WASHINGTON, D.C. – Throughout the COVID-19 pandemic, medical officials have touted the possibility of the population developing “herd immunity” as people continued to either be vaccinated or infected, eventually giving them the antibodies needed to successfully resist the virus.
However, some experts are now saying – due to the rise and continued spread of COVID variants, which are proving to be more contagious and resistant to vaccines – that the concept of herd immunity may now be an impossibility.
“This month, the Infectious Diseases Society of America estimated that delta had pushed the threshold for herd immunity to well over 80% and possibly close to 90%,” reports say. “Public health officials like Anthony Fauci have drawn controversy by shifting the goalposts over the past year, increasing the number of people who need protection before hitting herd immunity. Meanwhile, vaccine hesitancy and supply issues mean most countries won’t get close to even the original numbers.”
Greg Poland, director of the Vaccine Research Group at the Mayo Clinic in Rochester, Minnesota, said that even if the vaccination rate reaches extremely high levels – even as high as 95 percent – that herd immunity will still be out of reach due to COVID variants.
“Will we get to herd immunity? No, very unlikely, by definition,” he said. “It is a neck and neck race between the development of ever more highly transmissible variants which develop the capacity to evade immunity, and immunization rates.”

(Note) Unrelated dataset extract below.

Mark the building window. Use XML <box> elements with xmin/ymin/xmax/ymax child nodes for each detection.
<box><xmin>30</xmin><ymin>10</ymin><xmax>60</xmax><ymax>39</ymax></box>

Experts initially speculated that herd immunity could be reached if anywhere from 50 percent to 70 percent of the population was inoculated, but as time has gone by and offshoots of COVID – such as the Delta variant – cause new surges of cases, medical officials like immunologist Dr. Anthony Fauci have been revising their estimates higher and higher.
But some experts are now saying that herd immunity may never happen, and that the population will simply have to deal with COVID as a reoccurring illness for the foreseeable future, similar to the yearly flu season.